If that happens, the Kazarians warn, the site could end up on the EPA’s Superfund List for priority cleanup, triggering a series of lawsuits and countersuits to determine who will foot the bill to maintain the landfill.
So far, the Kazarians say they have spent $68 million since 1984 on environmental investigation and remediation, including an extensive gas-collection system and water pumping and treatment.
“There are people out there who think we have more money than the U.S. Treasury,” said Ken Kazarian.
Despite the pending trial, BKK is continuing work to expand into 24 untouched acres on the northern border of the landfill, the Kazarians said. They also have agreed to lease a landfill site to a private company that plans to use methane generated by decomposition at the dump to manufacture methanol.
But the city is also on the offensive, recently hitting BKK with a notice of violations for 31 alleged problems at the landfill. Those range from failing to maintain an adequate gas-collection system to failing to properly maintain slopes. If not corrected, the city could fine BKK or seek to suspend its operations, an action that could end up in court, said Michael Miller, the city’s environmental services director.
Ken Kazarian said he would work with city officials to resolve any problems, but he considered the notice of violations an attempt to make life difficult for BKK.
BKK also is proceeding with its plan to build a new landfill in Elsmere Canyon near Santa Clarita. An environmental impact report on the proposal is under review.

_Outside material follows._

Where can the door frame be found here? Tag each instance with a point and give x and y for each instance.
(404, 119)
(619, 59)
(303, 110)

The Kazarians say they gladly would close BKK if they can open the Elsmere Canyon dump, but that is not likely to happen in the near future.

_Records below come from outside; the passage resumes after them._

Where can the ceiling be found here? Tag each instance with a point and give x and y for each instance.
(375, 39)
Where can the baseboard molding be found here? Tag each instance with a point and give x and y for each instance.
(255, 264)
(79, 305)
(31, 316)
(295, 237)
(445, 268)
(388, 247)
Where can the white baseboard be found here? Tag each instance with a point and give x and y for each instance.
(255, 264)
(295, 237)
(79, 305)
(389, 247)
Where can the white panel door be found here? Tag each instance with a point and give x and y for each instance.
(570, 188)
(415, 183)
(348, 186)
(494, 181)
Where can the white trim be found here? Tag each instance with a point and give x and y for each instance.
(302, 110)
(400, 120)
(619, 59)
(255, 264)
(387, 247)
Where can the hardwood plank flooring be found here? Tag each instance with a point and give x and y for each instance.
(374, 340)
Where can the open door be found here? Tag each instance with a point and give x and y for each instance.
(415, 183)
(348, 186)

Santa Clarita residents have mounted strong opposition to keep BKK from securing the necessary permits. The proposed dump, which would take in 190 million tons of household waste during the next 50 years, would contribute to air pollution and traffic and threaten ground water, opponents contend.
“We’re figuring on a couple of years of litigation on that,” Ken Kazarian said.
“In our industry, we have a saying,” his father said. “Everybody wants you to pick it up, but nobody wants you to put it down.”